Aku mengangguk, tak bisa menolak permintaannya. Dera membelai lembut rambut Rin sebelum ia pergi meninggalkan kami dan pergi bersama manager hotel.
“Ayo kita pulang!” ujarku, menarik lengan Rin, mengajaknya menuju sepeda motor usangku yang terparkir serampangan di bahu jalan. Terlihat sang satpam cukup kesal karena kami berhasil keluar dari masalah itu dengan cukup mudah. Tentu saja semua itu karena Dera.
“Aku nggak mau pulang!”
“Bolehkah kita pergi ke suatu tempat?” pinta Rin.
“Hah?” Aku melongo.
“Mau kemana memangnya? Kamu sudah cukup membuat masalah hari ini!” protesku.
Rin terlihat kecewa, memasang wajah masam sambil menghela napasnya.
“Kalau nggak ada Kak Dera, rumah terasa sepi. Aku nggak mau pulang!” paparnya memberikan alasan.
Aku yang awalnya menolak seketika berubah pikiran, Rin adalah yatim piatu sama sepertiku. Tentu saja suasana rumahnya akan sangat sepi, terlebih ketika Dera sedang tidak ada di sana. Aku tahu betul hal itu—aku juga selalu merasakannya. Sekonyong-konyong manusia tidak bisa berbicara pada sebuah lukisan atau dinding kamar. Terkadang keheningan itu terasa sangat menyiksa. Baiklah, aku pikir tidak ada salahnya mengajaknya sedikit berputar-putar di jalan atau singgah ke suatu tempat sebelum mengantarnya pulang.
“Okee, tapi sebentar saja!” Aku mengabulkan permintaannya, seketika membuat ekspresi Rin berubah sumringah. Aku tekankan, ini hanya rasa simpatiku pada sesama anak yatim piatu.
Setelah beberapa kali berputar di jalan yang sama tanpa tujuan pasti, akhirnya Rin memintaku berhenti di sebuah JPO yang menghubungkan antara Jl. Jendral Ahmad Yani menuju Plaza balikpapan.
“Kita berhenti di sini saja!” titahnya.
Aku menurut tanpa banyak protes. Entah apa yang ingin ia lakukan di sebuah JPO seperti itu.
Dan Itulah hari di mana kami mulai berbincang satu sama lain. Meski perbincangan itu terasa kaku, dan aku masih belum mengerti seperti apa kepribadian Rin dengan baik, tapi tanpa kami sadari waktu berjalan sangat cepat. Rin mengadakan sebuah permainan bodoh, itu hari di mana kami melakukan perlombaan menghitung mobil berwarna hitam dan putih (aku pemenangnya), hari di mana Rin tiba-tiba saja mengomentari t-shirt berwarna hitam yang kukenakan (dia tidak menyukai warnanya). Itu adalah hari sebelum ia kembali melakukan pagelaran anehnya dua bulan yang akan datang.
“Sebenarnya, apa yang sedang kamu lakukan di sana?” tanyaku penasaran tentang kejadian sebelumnya.
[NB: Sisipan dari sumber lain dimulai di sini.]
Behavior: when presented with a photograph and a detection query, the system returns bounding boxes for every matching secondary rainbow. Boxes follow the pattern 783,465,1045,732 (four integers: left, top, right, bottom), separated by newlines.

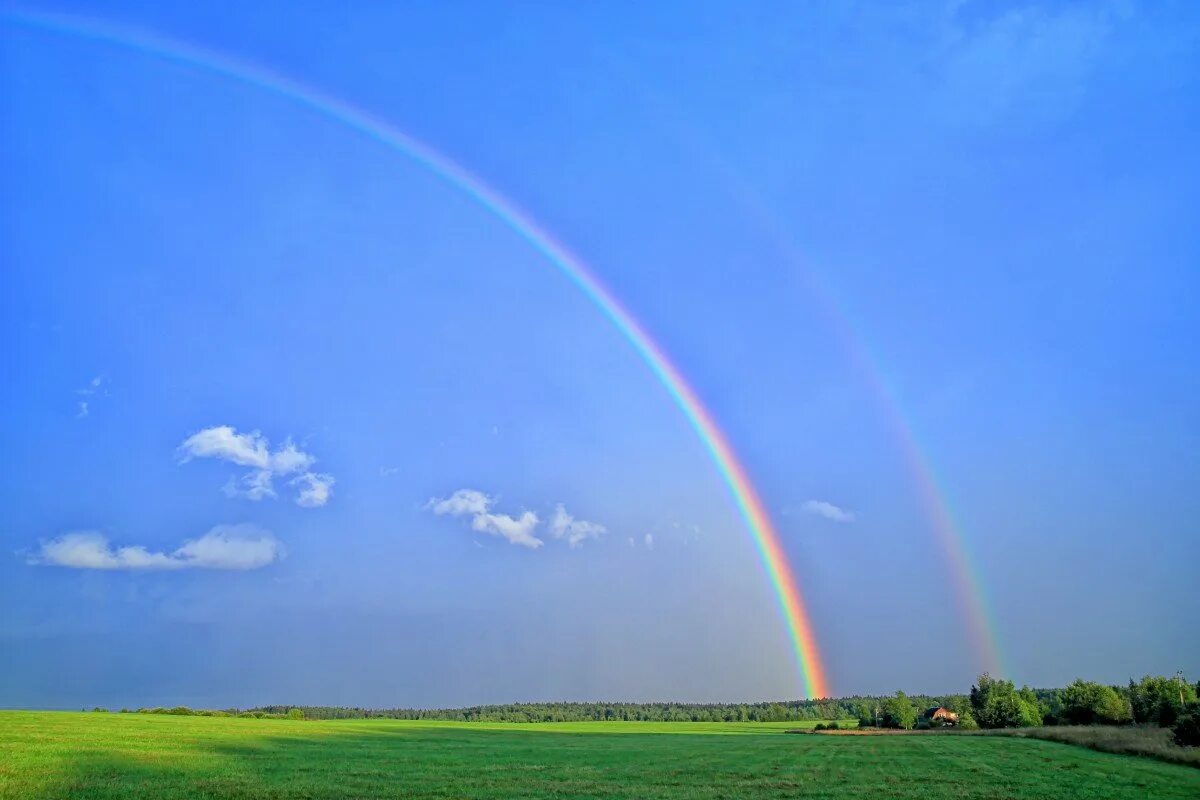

2,11,830,698
707,167,1004,674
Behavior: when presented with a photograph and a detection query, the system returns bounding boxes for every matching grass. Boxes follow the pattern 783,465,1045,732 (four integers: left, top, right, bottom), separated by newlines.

971,726,1200,766
0,711,1200,800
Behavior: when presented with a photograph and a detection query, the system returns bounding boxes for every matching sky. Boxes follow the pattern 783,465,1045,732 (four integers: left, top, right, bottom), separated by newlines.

0,1,1200,708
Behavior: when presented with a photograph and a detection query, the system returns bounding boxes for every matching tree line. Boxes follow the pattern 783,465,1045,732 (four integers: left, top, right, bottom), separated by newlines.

95,673,1200,746
857,673,1200,746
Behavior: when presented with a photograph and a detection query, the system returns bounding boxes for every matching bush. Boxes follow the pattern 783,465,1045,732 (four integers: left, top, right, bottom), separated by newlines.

1171,702,1200,747
1062,680,1133,724
880,692,917,730
1129,674,1196,728
971,673,1042,728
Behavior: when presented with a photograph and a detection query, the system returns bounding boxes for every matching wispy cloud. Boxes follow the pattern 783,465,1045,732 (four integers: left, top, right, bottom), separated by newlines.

76,375,108,420
178,425,335,509
289,473,336,509
29,524,283,571
550,503,608,547
803,500,854,522
427,489,545,549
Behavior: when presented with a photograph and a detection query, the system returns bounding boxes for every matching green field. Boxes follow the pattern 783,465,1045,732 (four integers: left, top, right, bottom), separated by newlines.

0,711,1200,800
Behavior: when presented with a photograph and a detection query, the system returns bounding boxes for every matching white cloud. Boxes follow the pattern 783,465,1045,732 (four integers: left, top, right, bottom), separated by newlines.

176,425,335,509
76,375,108,420
76,375,108,397
289,473,337,509
172,524,283,570
179,425,271,470
427,489,545,549
29,524,283,571
804,500,854,522
550,503,608,547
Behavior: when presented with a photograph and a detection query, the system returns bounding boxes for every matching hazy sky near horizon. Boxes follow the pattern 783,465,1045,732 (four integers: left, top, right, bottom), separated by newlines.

0,2,1200,708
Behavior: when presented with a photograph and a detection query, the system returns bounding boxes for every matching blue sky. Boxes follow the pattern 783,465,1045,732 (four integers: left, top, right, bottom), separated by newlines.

0,2,1200,706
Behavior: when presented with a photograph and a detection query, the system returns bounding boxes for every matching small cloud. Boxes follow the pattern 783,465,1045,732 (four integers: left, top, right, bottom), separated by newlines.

426,489,545,549
290,473,336,509
76,375,108,420
176,425,335,509
76,375,108,397
804,500,854,522
29,524,283,571
550,503,608,548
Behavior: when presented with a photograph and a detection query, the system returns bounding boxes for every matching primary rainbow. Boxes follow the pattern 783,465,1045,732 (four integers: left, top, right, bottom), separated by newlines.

4,11,830,698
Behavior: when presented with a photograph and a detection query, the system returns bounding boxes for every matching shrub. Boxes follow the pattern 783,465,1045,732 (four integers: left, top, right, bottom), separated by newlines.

1129,674,1196,728
1171,702,1200,747
971,673,1042,728
880,692,917,730
1062,680,1133,724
“Aku mencari tempat paling tinggi di kota ini!” jawabnya, matanya menatap nanar ke ruas jalan.
“Tidak hanya tertinggi, umm, aku juga harus mencari tempat terbaik untuk melakukannya!” tambahnya.
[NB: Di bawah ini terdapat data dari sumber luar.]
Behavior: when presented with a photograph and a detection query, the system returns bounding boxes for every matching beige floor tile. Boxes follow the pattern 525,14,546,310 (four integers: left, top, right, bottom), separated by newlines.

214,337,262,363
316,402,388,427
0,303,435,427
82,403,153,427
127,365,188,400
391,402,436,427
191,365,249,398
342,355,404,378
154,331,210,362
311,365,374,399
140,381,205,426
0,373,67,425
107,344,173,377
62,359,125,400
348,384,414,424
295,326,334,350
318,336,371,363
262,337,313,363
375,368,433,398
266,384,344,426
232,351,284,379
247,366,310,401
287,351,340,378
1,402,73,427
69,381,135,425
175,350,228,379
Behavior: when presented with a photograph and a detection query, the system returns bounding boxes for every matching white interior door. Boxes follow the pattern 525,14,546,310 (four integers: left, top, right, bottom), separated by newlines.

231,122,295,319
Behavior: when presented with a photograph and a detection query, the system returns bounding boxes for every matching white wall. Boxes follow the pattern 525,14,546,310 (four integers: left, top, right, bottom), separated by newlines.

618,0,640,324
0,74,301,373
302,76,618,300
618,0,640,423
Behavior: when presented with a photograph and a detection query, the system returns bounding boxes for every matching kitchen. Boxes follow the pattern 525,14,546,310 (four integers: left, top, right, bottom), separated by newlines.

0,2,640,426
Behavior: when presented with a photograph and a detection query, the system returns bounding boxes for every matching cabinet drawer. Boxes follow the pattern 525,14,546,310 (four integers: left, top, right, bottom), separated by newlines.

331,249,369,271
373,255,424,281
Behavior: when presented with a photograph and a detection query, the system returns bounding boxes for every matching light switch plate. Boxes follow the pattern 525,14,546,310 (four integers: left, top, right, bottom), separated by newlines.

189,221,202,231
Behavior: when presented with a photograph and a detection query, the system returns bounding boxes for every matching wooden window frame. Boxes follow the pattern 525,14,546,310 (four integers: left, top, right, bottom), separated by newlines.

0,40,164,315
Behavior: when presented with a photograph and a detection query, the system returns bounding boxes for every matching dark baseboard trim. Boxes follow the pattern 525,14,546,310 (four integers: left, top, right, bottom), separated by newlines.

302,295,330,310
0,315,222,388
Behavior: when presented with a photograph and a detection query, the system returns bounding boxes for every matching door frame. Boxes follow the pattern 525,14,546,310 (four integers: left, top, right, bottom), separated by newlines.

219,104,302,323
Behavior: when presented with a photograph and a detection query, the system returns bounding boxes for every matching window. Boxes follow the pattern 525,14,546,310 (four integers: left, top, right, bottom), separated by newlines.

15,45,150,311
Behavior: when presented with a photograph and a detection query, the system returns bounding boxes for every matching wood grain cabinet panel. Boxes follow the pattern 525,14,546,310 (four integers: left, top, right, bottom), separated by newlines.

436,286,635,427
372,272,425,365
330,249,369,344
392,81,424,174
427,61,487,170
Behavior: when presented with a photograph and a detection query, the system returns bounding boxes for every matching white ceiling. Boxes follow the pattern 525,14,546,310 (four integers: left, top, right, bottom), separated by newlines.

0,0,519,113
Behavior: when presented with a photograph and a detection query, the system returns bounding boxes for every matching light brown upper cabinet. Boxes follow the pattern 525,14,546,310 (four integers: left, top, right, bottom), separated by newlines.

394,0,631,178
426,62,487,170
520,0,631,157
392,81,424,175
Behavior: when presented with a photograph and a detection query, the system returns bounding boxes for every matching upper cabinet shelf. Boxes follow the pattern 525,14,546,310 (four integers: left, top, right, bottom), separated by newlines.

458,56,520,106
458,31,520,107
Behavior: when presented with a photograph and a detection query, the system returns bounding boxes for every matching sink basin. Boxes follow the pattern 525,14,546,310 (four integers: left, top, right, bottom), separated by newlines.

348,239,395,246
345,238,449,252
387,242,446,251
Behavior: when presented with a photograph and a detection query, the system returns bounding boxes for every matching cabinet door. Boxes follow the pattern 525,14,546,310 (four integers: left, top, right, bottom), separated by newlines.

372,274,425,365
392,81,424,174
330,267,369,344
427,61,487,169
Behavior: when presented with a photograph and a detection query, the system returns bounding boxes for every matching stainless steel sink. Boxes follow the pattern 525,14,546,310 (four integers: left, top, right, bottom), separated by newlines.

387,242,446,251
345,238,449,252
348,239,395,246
“Hah? Untuk apa?” Entah mengapa Rin senang sekali memberikan jawaban samar seperti itu, sama seperti ketika ia melakukan pentas layangan beberapa bulan yang lalu, ia hanya mengatakan jika ‘mereka akan melihatnya!’ tanpa peduli apakah aku mengetahui siapa mereka atau tidak.